Article Text
Abstract
Introduction There is growing evidence that doctors may make for superior executive managers compared to their non-medically trained counterparts according to financial and staff performance, and patient outcomes. This is reflected as 66% of the top 100 global hospitals are doctor-led. However, only 10% of NHS Trusts are currently doctor-managed. Examining this disparity revealed several barriers preventing doctors’ entry into such roles, including the lack of a defined pathway and job insecurity. We focussed on the sparsely researched area of the effect of doctors’ perceptions on their intentions to become managers. Our research identifies doctors’ perceptions of healthcare leadership across all levels of medical training and sheds light on the complex dynamics driving their perceptions. Ultimately, we aimed to create interventions to enable more potential doctor-managers to enter leadership roles. This was performed through semi-structured interviews with secondary care doctors at various stages in their training and professional development.
Aims and objectives of the research project or activity We conducted a literature review aiming to understand reasons as to how and why perceptions influence doctors entering managerial roles. Our subsequent research focussed on the transition of doctors to doctor-manager roles within secondary care in the NHS, emphasising doctors’ perceptions surrounding this shift. Our aim was to explore the attitudes of doctors towards doctor-managers and how they influence, if at all, their own transitions.
Thus, the main research question addressed doctors’ perceptions of NHS Trust Executives at all levels of medical training, examining the factors influencing these views, and their role as potential barriers or facilitators to managerial positions. This was with the aim of:
Understanding what the perceptions are
Understanding how such perceptions affect doctors entering managerial roles in the NHS
Identifying the drivers behind these perceptions
Identifying differences across levels training in such perceptions
Creating and trialling interventions to address drivers of perceptions
Method or approach Our research employed a three-stage methodology, involving sample selection, semi-structured interviews (SSIs) and thematic analysis.

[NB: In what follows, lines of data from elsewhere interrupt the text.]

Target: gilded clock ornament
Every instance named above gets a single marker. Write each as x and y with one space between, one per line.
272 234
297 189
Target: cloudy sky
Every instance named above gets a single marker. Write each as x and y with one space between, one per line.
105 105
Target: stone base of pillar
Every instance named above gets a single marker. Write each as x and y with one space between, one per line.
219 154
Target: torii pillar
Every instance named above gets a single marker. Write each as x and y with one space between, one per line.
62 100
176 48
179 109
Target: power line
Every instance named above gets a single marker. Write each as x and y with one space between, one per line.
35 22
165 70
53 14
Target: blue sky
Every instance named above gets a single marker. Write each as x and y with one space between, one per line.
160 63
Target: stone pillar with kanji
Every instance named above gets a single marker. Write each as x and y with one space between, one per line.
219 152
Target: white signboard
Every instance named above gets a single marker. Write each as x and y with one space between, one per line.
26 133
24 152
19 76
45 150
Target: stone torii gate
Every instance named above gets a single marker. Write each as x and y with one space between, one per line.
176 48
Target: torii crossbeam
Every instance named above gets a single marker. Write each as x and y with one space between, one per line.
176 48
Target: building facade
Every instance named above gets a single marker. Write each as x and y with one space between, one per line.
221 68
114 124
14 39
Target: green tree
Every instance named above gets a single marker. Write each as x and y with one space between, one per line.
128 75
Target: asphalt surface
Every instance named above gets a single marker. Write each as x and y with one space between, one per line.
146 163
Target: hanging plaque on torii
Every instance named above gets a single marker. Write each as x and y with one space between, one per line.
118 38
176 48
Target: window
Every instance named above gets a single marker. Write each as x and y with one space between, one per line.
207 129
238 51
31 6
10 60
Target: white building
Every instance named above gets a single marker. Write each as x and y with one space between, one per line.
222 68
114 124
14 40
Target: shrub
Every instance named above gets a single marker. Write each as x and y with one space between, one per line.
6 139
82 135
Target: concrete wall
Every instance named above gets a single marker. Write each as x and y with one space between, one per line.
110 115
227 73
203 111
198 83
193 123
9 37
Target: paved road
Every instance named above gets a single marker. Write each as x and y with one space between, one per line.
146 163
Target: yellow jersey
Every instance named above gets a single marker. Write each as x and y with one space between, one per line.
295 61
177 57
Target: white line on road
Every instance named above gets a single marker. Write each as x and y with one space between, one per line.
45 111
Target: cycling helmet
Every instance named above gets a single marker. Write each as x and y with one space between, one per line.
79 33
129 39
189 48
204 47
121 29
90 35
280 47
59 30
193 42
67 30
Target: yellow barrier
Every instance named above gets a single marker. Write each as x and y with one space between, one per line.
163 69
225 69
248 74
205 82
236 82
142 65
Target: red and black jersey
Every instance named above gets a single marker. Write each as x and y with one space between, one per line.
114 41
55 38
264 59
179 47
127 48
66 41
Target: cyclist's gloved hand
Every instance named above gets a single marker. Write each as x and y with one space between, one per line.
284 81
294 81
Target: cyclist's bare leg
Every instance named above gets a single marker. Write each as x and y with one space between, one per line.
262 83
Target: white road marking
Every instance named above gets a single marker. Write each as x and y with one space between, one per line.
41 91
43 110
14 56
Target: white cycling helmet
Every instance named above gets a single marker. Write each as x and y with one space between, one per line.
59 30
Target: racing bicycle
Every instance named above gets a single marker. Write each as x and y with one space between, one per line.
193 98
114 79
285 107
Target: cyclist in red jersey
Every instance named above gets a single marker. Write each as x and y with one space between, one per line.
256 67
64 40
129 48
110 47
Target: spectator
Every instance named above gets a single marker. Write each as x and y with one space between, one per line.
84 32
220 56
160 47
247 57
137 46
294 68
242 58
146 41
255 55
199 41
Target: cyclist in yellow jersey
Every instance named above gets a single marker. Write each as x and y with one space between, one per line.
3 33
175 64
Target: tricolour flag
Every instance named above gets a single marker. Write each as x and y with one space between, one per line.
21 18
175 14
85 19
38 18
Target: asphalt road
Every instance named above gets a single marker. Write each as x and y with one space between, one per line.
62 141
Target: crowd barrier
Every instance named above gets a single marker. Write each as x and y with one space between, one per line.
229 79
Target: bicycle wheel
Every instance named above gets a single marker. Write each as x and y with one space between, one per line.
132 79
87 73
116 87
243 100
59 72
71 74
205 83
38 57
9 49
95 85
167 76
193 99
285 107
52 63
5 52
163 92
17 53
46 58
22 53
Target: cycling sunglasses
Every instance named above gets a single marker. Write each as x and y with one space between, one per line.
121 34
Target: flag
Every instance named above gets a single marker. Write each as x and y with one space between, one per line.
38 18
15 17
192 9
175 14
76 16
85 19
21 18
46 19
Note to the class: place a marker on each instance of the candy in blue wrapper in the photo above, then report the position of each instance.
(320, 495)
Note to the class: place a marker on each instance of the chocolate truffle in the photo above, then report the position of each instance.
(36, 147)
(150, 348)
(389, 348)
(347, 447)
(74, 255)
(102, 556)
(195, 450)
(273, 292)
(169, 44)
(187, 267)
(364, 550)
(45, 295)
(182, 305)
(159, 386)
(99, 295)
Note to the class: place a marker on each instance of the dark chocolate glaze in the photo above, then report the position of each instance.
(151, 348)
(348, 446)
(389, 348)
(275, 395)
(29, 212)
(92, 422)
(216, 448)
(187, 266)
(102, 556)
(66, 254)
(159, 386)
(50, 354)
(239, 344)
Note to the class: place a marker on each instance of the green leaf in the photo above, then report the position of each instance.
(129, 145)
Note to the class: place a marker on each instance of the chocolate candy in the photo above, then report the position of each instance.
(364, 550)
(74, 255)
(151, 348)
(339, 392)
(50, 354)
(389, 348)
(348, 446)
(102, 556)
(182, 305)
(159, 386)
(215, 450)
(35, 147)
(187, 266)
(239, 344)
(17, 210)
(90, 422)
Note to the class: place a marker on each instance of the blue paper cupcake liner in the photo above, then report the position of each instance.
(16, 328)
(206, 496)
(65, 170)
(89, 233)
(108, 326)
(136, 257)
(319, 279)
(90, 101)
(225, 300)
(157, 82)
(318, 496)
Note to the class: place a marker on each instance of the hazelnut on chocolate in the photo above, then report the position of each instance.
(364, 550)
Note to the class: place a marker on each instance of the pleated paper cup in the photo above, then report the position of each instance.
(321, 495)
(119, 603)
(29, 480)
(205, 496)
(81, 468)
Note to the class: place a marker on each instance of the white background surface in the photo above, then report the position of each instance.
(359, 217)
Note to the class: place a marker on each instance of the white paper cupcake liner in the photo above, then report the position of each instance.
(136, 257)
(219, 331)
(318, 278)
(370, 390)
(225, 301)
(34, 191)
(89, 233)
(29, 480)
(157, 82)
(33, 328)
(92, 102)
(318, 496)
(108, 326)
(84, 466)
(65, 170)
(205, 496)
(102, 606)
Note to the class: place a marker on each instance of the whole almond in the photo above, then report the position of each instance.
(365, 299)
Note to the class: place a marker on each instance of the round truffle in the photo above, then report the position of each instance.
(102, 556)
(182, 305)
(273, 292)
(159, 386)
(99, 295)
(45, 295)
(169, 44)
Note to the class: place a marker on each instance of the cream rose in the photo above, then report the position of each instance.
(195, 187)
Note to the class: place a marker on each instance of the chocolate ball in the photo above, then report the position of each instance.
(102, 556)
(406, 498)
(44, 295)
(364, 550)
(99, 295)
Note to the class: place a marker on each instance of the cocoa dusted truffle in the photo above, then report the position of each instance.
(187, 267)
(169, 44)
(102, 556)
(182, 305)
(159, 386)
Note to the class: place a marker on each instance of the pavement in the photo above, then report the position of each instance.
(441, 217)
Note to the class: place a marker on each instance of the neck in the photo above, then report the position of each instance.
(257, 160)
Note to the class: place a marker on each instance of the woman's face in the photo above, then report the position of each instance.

The decision to use 29 SSIs, spanning all levels of medical training, stemmed from limited prior research on perceptions hindering doctors from entering managerial roles, allowing flexibility to explore new insights whilst maintaining a structured framework. Snowball sampling was utilised for participant recruitment, to effectively target senior executives in a specialised population. Diverse initial informants mitigated community bias. Interviews, conducted virtually, incorporated open and closed questions, fostering a free-flowing conversation for deeper insights. Pilot interviews informed iterative question refinement.
Thematic analysis, employing Braun and Clarke’s process, revealed perceptions and drivers. These perceptions and drivers were then analysed and compared to existing literature to derive novel insights. (The study contributes to understanding doctors’ career pathways and provides practical insights for addressing managerial role perceptions in the medical profession.)
Findings From our data, we were able to identify interesting and novel findings.
Notably, doctors’ perceptions of executives tend to be based upon the actions of middle-management, attributing their negative outcomes to executives.
Our findings highlight the differing scope of doctors’ and executives’ roles as a natural cause of conflict and negative perceptions. Whilst both groups self-report synonymous goals of providing quality care for patients, doctors focus on individual patient care, while executives prioritise population health within a resource-constrained environment.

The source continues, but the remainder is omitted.